On July 30, 2023, Rodgers was waived by the Houston Texans.

===Indianapolis Colts===
On August 2, 2023, Rodgers signed with the Indianapolis Colts. He was waived on August 29, 2023, and re-signed to the practice squad. On October 3, Rodgers was signed to the active roster. He was waived on October 20, 2023.

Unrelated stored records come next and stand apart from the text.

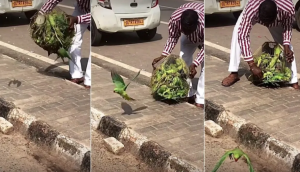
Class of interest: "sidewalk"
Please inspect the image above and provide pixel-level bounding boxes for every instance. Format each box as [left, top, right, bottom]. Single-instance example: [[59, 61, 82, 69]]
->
[[205, 56, 300, 150], [0, 54, 90, 147], [91, 65, 204, 169]]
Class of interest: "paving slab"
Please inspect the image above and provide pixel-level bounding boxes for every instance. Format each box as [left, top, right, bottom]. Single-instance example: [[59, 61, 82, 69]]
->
[[0, 54, 90, 147], [91, 65, 204, 169], [205, 55, 300, 149]]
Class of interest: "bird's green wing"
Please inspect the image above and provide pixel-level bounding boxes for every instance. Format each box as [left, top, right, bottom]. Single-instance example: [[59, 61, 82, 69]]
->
[[243, 154, 254, 172], [122, 92, 135, 101], [124, 69, 142, 91], [212, 151, 232, 172], [111, 71, 125, 88]]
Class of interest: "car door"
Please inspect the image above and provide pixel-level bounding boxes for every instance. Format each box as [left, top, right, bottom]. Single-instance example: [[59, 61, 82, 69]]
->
[[110, 0, 157, 14]]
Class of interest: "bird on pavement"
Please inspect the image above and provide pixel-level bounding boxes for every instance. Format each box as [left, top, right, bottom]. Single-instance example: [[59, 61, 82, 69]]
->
[[212, 148, 254, 172], [111, 70, 142, 101]]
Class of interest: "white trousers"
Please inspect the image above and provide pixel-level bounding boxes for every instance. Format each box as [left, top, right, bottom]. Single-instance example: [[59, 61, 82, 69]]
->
[[179, 34, 204, 104], [228, 10, 298, 84], [69, 4, 91, 86]]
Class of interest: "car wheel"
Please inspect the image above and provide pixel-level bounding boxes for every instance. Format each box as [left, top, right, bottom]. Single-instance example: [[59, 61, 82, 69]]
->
[[232, 11, 242, 20], [24, 10, 38, 20], [136, 28, 157, 41], [90, 17, 102, 46]]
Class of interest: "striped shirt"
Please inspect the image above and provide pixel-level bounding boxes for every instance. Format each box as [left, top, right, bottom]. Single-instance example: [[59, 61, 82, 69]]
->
[[162, 2, 204, 66], [238, 0, 295, 61], [41, 0, 91, 23]]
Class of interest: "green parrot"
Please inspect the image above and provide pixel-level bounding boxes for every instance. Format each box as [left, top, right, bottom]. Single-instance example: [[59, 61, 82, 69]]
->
[[212, 148, 254, 172], [111, 70, 142, 101]]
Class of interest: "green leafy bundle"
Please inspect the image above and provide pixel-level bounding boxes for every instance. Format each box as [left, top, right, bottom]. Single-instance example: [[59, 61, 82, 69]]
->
[[249, 44, 292, 86], [151, 55, 189, 101], [30, 9, 75, 61]]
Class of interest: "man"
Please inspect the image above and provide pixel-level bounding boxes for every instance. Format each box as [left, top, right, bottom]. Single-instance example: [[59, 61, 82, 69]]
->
[[222, 0, 299, 90], [152, 2, 204, 108], [39, 0, 91, 89]]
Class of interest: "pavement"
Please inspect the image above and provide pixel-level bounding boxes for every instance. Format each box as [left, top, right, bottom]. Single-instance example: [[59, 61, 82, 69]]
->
[[91, 66, 204, 169], [205, 55, 300, 164], [0, 54, 90, 147]]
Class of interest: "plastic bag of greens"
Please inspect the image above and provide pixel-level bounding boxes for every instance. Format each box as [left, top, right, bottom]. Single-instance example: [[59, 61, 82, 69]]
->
[[151, 55, 189, 101], [249, 42, 292, 86], [30, 7, 75, 61]]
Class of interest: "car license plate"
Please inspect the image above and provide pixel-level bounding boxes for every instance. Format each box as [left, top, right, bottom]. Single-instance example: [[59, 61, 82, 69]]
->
[[220, 1, 241, 8], [124, 19, 144, 27], [11, 0, 32, 8]]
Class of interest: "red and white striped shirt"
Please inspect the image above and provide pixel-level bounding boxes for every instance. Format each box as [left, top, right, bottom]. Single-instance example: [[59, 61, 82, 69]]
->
[[238, 0, 295, 61], [162, 2, 204, 66], [41, 0, 91, 23]]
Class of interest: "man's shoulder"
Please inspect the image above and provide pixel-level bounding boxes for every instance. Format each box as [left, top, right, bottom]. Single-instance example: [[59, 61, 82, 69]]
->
[[275, 0, 295, 13]]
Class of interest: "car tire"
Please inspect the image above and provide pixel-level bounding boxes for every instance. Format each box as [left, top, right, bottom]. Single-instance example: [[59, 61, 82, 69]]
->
[[136, 28, 157, 41], [24, 10, 38, 20], [232, 11, 242, 20], [90, 17, 102, 46]]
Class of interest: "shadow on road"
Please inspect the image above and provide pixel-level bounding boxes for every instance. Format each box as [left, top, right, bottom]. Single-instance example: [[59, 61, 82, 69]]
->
[[205, 13, 236, 28], [95, 32, 162, 46], [0, 13, 29, 27]]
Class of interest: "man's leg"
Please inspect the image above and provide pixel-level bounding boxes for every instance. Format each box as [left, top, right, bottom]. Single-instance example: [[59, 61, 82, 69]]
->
[[84, 54, 92, 88], [222, 7, 244, 87], [195, 62, 205, 108], [69, 5, 88, 84], [179, 35, 198, 103], [268, 27, 299, 89]]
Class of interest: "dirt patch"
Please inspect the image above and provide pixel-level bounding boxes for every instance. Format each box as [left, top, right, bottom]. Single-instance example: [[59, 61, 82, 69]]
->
[[205, 135, 291, 172], [0, 133, 48, 172], [91, 131, 154, 172]]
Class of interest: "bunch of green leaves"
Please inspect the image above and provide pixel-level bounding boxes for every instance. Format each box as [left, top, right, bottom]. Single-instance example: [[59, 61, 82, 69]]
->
[[151, 55, 189, 101], [30, 9, 75, 61], [249, 44, 292, 86]]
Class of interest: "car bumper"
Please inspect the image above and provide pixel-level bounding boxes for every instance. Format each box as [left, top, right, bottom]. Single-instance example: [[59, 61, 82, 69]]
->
[[204, 0, 246, 14], [0, 0, 46, 13], [91, 5, 160, 33]]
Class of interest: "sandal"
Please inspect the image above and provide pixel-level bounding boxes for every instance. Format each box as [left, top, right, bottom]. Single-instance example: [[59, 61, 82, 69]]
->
[[222, 74, 240, 87]]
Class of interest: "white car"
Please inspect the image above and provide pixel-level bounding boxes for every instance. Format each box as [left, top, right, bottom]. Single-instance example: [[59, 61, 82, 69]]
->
[[91, 0, 160, 46], [0, 0, 47, 19], [204, 0, 248, 19]]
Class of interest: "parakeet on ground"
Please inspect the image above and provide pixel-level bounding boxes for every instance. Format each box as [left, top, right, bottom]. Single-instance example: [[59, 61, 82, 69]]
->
[[212, 148, 254, 172], [111, 70, 141, 101]]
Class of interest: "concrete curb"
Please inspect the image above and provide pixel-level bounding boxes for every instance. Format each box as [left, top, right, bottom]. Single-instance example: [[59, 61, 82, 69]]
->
[[205, 100, 300, 172], [91, 107, 201, 172], [0, 98, 90, 172]]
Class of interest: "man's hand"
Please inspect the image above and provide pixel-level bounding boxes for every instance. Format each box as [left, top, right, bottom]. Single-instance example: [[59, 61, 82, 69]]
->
[[248, 60, 263, 79], [152, 55, 166, 70], [284, 45, 294, 63], [190, 63, 197, 79], [68, 16, 78, 29]]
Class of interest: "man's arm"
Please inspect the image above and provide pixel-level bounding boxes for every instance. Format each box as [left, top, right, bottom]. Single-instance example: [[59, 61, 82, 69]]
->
[[238, 1, 255, 62], [282, 10, 295, 45], [162, 19, 181, 56], [77, 13, 91, 24], [40, 0, 63, 14], [193, 46, 204, 67]]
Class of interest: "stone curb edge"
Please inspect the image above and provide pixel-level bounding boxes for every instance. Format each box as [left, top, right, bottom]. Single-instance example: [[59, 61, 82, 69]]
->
[[205, 100, 300, 172], [0, 98, 90, 172], [91, 107, 201, 172]]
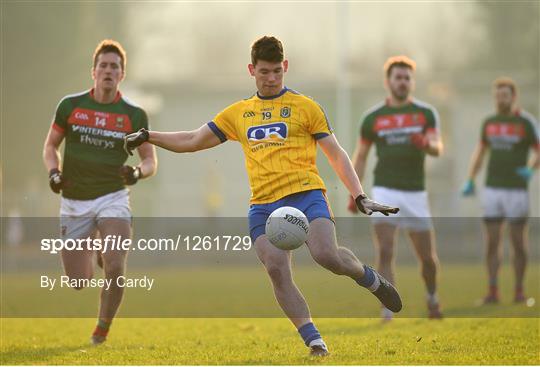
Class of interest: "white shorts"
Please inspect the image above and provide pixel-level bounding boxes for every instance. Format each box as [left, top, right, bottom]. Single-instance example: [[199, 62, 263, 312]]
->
[[60, 189, 131, 239], [482, 187, 529, 220], [371, 186, 433, 231]]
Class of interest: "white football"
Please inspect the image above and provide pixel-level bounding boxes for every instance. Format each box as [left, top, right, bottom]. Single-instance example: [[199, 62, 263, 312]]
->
[[266, 206, 309, 250]]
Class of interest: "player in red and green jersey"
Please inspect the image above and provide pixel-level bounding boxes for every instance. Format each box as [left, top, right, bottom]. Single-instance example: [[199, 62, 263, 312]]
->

=== Birmingham Stallions ===
On December 22, 2023, Rodgers signed with the Birmingham Stallions of the United States Football League (USFL). He re-signed with the team on September 23, 2024.

Rodgers had been left unprotected in the 2026 UFL draft and claimed by the Columbus Aviators. Refusing to report to the Aviators, Rodgers instead announced his retirement on January 14, 2026, joining several of his Stallions teammates who had severed ties with the UFL that offseason.

==NFL career statistics==
===Regular season===

Year: Team; Games; Receiving; Kick returns; Punt returns; Fumbles
GP: GS; Rec; Yds; Avg; Lng; TD; Ret; Yds; Avg; Lng; TD; Ret; Yds; Avg; Lng; TD; Fum; Lost
2021: GB; 16; 1; 4; 45; 11.2; 19; 0; 11; 199; 18.1; 27; 0; 20; 166; 8.3; 23; 0; 2; 0
2022: GB; 10; 0; 4; 50; 12.5; 22; 0; 6; 122; 20.3; 34; 0; 20; 139; 7.0; 20; 0; 5; 2
HOU: 6; 1; 12; 154; 12.8; 37; 1; 0; 0; 0.0; 0; 0; 0; 0; 0.0; 0; 0; 1; 0
Total: 32; 2; 20; 249; 12.5; 37; 1; 17; 321; 18.9; 34; 0; 40; 305; 7.6; 23; 0; 8; 2
Source: pro-football-reference.com

===Postseason===

Year: Team; Games; Receiving; Kick returns; Punt returns; Fumbles
GP: GS; Rec; Yds; Avg; Lng; TD; Ret; Yds; Avg; Lng; TD; Ret; Yds; Avg; Lng; TD; Fum; Lost
2021: GB; 1; 0; 0; 0; 0.0; 0; 0; 3; 66; 22.0; 26; 0; 2; 11; 5.5; 6; 0; 0; 0
Total: 1; 0; 0; 0; 0.0; 0; 0; 3; 66; 22.0; 26; 0; 2; 11; 5.5; 6; 0; 0; 0
Source: pro-football-reference.com

==Personal life==
Rodgers is the son of football coach Tee Martin. He is close friends with former Packers teammate Randall Cobb, whom he met while Cobb was playing for Martin at the University of Kentucky.